The Ghana Commercial Agriculture Project (GCAP) has begun rehabilitation and modernisation of the Tono irrigation scheme in the Upper East Region, to boost agricultural production and increase food security in the country.
The project is expected to increase the irrigable area from 1,300 hectares to 2,490 hectares of water for year-round agricultural production.
Around 2,300 farmers who cultivate about 1,300 hectares of land are expected to benefit.
The project is a collaboration by the Irrigation Company of Upper East Region (ICOUR) and Ghana Irrigation Development Authority (GIDA), with support from the World Bank.

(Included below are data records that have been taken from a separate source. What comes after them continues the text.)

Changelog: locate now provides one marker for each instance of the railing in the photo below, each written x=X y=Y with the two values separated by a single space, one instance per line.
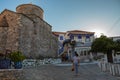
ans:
x=113 y=69
x=36 y=63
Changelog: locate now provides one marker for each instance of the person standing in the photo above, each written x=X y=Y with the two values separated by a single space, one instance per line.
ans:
x=76 y=61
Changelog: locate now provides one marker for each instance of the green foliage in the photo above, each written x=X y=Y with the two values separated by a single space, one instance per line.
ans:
x=117 y=46
x=16 y=56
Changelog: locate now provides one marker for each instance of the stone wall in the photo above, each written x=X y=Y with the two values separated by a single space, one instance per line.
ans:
x=11 y=74
x=28 y=33
x=9 y=34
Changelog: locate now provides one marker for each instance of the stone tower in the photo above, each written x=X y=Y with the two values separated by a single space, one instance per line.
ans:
x=25 y=30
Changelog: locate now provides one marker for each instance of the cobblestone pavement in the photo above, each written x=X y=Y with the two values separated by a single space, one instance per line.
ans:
x=57 y=72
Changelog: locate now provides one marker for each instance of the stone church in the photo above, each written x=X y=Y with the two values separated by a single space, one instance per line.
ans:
x=25 y=30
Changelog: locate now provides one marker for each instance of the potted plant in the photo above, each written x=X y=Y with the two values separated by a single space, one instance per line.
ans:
x=17 y=57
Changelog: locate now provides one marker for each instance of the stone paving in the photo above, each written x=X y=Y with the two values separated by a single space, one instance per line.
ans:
x=63 y=72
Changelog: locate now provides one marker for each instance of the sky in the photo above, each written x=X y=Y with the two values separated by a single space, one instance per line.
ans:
x=99 y=16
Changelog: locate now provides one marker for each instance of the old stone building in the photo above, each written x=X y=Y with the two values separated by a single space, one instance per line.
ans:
x=25 y=30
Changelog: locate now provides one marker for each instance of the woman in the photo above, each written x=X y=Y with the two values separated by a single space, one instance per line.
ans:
x=76 y=61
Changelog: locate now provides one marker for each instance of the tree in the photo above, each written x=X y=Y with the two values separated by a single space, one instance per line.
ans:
x=104 y=45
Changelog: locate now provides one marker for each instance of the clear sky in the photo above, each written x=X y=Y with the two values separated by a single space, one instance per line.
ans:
x=99 y=16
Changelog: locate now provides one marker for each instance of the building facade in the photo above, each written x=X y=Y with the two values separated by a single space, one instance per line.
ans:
x=25 y=30
x=83 y=41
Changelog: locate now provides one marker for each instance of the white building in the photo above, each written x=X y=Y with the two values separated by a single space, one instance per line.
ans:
x=83 y=40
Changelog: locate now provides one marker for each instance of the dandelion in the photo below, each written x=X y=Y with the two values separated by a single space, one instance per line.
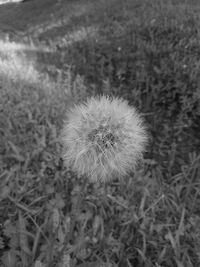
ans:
x=103 y=138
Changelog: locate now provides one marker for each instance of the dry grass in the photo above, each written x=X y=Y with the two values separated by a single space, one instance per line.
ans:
x=147 y=53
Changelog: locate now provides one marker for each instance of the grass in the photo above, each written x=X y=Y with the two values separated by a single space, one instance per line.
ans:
x=147 y=53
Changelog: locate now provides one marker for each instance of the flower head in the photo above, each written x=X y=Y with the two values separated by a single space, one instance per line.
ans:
x=103 y=138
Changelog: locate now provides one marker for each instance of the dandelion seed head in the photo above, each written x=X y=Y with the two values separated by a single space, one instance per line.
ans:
x=103 y=138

The rehabilitation work will include re-grading and gravelling the main access road, re-gravelling the dam wall, erosion control of the dam slopes, and replacement of lost linings of concrete on the main and lateral canals, which commenced in October 2018 and is expected to be completed by early March 2020.

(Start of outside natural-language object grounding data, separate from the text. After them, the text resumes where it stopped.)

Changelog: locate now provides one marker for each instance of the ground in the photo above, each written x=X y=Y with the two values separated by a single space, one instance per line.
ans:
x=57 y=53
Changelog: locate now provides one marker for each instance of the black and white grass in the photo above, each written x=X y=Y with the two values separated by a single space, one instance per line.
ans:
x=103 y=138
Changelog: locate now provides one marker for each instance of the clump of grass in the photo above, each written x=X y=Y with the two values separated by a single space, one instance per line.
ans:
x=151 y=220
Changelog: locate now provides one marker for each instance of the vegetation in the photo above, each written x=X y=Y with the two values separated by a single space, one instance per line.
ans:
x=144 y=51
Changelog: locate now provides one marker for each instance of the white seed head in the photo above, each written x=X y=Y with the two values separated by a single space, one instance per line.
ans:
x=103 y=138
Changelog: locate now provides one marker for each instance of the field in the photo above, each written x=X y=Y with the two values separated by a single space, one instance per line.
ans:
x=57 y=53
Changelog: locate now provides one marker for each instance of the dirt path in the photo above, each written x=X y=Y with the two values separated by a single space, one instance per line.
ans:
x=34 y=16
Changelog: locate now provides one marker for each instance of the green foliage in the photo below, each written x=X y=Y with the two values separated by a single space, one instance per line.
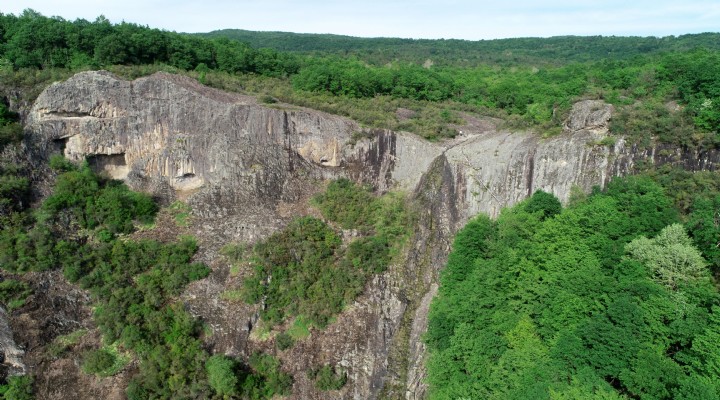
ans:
x=268 y=380
x=13 y=293
x=303 y=270
x=346 y=203
x=31 y=40
x=221 y=375
x=580 y=305
x=545 y=203
x=100 y=362
x=326 y=378
x=284 y=341
x=80 y=200
x=670 y=257
x=18 y=388
x=181 y=212
x=61 y=344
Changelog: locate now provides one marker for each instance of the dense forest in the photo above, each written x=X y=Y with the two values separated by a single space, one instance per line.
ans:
x=554 y=50
x=612 y=296
x=534 y=89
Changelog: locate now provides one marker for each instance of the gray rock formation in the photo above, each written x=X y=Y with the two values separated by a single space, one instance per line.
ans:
x=246 y=169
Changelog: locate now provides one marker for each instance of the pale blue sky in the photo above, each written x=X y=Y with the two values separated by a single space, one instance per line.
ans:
x=461 y=19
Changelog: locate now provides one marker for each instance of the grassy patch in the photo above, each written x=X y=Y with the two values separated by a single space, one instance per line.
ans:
x=181 y=213
x=105 y=361
x=300 y=328
x=14 y=293
x=63 y=343
x=233 y=295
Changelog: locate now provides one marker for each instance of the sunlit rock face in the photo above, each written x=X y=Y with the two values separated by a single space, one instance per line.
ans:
x=247 y=169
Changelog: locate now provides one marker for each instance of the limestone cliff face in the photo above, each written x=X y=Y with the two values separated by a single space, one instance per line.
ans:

It will help enhance the cultivation of cereals like maize, rice and sorghum; legumes like soy bean, cow-pea and groundnuts; as well vegetables such as pepper, okra, tomatoes, onion, garden-eggs and leafy vegetables.
GCAP’s support to farmers is intended to encourage them to venture into commercial farming and not to see farming as just a way of life for only domestic consumption, but rather strive to produce for the market.

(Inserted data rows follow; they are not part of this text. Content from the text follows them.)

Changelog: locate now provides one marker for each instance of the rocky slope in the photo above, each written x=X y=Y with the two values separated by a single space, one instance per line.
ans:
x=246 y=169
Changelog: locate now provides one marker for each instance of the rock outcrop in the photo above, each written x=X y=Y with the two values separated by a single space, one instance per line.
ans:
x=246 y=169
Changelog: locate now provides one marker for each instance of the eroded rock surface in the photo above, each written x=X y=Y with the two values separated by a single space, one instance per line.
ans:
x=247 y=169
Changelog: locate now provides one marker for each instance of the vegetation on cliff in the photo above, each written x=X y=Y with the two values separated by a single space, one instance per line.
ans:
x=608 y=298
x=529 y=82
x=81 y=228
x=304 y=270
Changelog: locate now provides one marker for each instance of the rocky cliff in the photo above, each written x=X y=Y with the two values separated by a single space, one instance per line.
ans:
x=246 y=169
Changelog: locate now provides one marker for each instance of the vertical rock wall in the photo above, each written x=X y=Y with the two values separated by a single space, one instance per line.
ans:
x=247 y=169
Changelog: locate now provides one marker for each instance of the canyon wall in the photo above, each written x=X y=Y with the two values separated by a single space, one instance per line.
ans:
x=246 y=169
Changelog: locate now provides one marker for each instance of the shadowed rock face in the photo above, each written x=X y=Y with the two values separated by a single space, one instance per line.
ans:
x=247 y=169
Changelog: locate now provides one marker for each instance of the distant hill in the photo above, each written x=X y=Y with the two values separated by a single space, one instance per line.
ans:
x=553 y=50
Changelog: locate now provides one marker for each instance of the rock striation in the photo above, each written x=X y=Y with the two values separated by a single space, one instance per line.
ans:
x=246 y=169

The construction of the Tono Irrigation Dam started in 1975 and was completed in 1979, covering a total of 2,440 hectares of irrigable area. However, no major maintenance has been carried out on the facilities. This has led to a reduction in the original 2,440 hectares of irrigated land to the present 1,800 hectares.
The source of the water is the Tono Lake, created by building an earth dam across the Tono River – of which constructed started in 1975 and was completed in 1985.
ICOUR was established by the government of Ghana to manage the Tono and Vea schemes, with the beneficiaries of the Tono scheme mostly being small-scale farmers from eight villages in the Kasena-Nankana Municipality and the Builsa North district, both in the Upper East Region.
Ing. Bloomfield Attipoe, GCAP Northern Zonal Coordinator, said when completed, the project will lead to an improvement in the economic well-being of the people of Navrongo and its environs, and Ghana at large.
“Our mandate is to improve agricultural productivity and production for both smallholder and nucleus farmers in selected project intervention areas – with increased access to reliable water, land, finance, agricultural inputs and output markets,” he stated.
He noted that the project is to complement government’s flagship programme of Planting for Food and Jobs (PFJ) to ensure economic growth for the country.
He noted that the deplorable state of irrigation schemes is affecting agricultural production in the country, which makes such rehabilitation works imperative.
“For over thirty years, the mainly gravity open-canal irrigated system has been in operation and in recent times suffered from low irrigation efficiencies and reduced seasonal irrigated areas due to severe deterioration of the infrastructure,” he added.
He stressed that between 2007 and 2009, a partial rehabilitation of the scheme was carried out by replacing the sandcrete slabs in the main gravity canal and the left and right bank canals with concrete.